West Virginia commonly permits corporations, and nonprofits to conduct remote and virtual meetings. Remote meetings contingent on an association’s articles of incorporation, charter, or bylaws. The West Virginia Nonprofit Corporation Act governs nonprofit corporations regarding corporate structure and procedure. If an association is organized as a nonprofit, as is the case with most West Virginia associations, it will be governed by the Nonprofit Corporations Act. Contact your association’s attorney to see what your community’s options are for virtual meetings based upon your governing documents.

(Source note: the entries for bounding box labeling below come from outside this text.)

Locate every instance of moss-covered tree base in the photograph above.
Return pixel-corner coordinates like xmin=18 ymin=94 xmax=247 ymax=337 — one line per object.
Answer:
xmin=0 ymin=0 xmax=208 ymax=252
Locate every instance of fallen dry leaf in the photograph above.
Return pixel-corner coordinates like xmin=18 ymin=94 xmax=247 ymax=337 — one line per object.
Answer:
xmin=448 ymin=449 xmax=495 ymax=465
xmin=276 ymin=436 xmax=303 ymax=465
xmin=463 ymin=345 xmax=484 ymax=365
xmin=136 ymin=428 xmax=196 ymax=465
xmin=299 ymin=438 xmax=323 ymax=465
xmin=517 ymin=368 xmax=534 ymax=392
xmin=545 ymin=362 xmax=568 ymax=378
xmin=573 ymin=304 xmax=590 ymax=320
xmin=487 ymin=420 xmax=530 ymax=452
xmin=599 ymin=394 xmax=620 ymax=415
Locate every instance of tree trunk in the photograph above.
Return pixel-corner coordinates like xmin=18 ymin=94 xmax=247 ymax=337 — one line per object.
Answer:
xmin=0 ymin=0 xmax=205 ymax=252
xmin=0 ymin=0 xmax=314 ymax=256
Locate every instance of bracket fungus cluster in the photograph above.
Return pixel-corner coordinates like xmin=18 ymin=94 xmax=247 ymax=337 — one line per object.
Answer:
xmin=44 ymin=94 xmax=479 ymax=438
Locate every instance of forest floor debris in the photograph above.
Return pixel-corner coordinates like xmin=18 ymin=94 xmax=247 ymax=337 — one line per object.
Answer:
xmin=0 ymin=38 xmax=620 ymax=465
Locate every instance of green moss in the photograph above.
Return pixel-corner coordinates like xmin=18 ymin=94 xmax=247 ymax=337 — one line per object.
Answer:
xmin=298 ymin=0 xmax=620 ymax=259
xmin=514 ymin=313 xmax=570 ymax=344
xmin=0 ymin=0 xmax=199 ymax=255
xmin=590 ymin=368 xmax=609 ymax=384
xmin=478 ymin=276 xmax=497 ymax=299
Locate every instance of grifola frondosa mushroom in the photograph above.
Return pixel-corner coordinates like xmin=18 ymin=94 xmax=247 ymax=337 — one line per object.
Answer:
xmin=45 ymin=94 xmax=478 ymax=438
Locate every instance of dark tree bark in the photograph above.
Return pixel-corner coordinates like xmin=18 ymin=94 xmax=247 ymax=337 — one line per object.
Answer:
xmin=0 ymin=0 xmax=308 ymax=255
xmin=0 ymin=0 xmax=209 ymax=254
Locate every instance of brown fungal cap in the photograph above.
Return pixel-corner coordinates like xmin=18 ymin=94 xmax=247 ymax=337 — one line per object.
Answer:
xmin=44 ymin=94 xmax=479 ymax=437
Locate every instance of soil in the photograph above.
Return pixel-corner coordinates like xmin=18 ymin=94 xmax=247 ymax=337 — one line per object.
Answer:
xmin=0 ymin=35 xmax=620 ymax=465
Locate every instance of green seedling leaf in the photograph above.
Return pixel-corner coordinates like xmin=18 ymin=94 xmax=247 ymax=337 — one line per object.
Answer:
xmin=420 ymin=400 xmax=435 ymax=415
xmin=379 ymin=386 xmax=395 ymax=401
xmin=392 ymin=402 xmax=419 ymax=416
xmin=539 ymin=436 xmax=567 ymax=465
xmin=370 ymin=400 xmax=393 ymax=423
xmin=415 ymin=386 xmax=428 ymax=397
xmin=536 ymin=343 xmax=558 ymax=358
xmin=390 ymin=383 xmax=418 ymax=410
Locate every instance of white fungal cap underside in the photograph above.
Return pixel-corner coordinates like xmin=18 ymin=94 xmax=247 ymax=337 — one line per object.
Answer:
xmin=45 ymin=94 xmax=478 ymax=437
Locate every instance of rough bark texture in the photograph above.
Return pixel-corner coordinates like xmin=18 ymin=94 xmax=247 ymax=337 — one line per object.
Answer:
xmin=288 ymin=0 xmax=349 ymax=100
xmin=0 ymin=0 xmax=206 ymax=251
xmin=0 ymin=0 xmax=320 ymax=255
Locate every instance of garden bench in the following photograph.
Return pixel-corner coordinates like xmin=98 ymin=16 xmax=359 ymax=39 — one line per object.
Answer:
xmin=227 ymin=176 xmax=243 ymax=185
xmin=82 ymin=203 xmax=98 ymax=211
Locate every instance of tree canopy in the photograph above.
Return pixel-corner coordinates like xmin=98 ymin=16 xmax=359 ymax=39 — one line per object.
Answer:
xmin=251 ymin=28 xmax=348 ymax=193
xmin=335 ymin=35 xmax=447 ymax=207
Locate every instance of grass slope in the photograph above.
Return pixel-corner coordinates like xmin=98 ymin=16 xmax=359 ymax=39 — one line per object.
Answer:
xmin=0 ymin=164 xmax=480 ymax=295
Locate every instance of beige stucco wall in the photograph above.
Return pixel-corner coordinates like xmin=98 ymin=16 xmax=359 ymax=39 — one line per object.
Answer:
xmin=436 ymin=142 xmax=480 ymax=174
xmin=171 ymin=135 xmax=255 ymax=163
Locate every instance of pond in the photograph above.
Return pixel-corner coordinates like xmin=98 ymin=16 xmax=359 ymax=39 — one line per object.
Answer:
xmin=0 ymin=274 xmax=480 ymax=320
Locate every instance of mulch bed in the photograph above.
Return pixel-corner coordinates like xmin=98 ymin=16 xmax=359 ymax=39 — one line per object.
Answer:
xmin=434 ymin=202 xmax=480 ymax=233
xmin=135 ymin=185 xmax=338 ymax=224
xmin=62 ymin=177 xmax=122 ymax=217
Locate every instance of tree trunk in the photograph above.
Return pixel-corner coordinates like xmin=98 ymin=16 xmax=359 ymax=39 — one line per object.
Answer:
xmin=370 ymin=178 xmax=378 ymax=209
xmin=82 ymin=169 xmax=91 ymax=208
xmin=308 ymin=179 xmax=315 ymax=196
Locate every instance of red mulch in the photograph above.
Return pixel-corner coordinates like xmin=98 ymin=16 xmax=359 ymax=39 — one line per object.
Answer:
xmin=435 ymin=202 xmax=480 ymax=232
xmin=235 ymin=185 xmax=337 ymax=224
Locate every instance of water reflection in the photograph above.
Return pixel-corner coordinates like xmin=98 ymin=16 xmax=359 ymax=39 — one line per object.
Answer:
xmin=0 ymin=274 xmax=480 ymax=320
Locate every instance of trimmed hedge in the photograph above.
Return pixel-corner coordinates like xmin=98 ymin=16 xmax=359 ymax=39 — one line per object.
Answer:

Section 31-1-73. Action by shareholders, members or directors without a meeting. … (c) If the articles of incorporation or the bylaws so provide, one or more directors or shareholders may participate in a meeting of the board, a committee of the board or of the shareholders by means of conference telephone or similar electronic communications equipment by means of which all persons participating in the meeting can hear each other. Whenever a vote of the shareholders or directors is required or permitted in connection with any corporate action this vote may be taken orally during this electronic conference. The agreement thus reached shall have like effect and validity as though the action were duly taken by the action of the shareholders or directors at a meeting of shareholders or directors if the agreement is reduced to writing and approved by the shareholders or directors at the next regular meeting of the shareholders or directors after the conference.
(a) Unless the articles of incorporation provide otherwise, the board of directors of a corporation may adopt bylaws to be effective only in an emergency defined in subsection (d) of this section. The emergency bylaws, which are subject to amendment or repeal by the members, may make all provisions necessary for managing the corporation during the emergency, including:
(1) Procedures for calling a meeting of the board of directors;
(2) Quorum requirements for the meeting; and
(3) Designation of additional or substitute directors.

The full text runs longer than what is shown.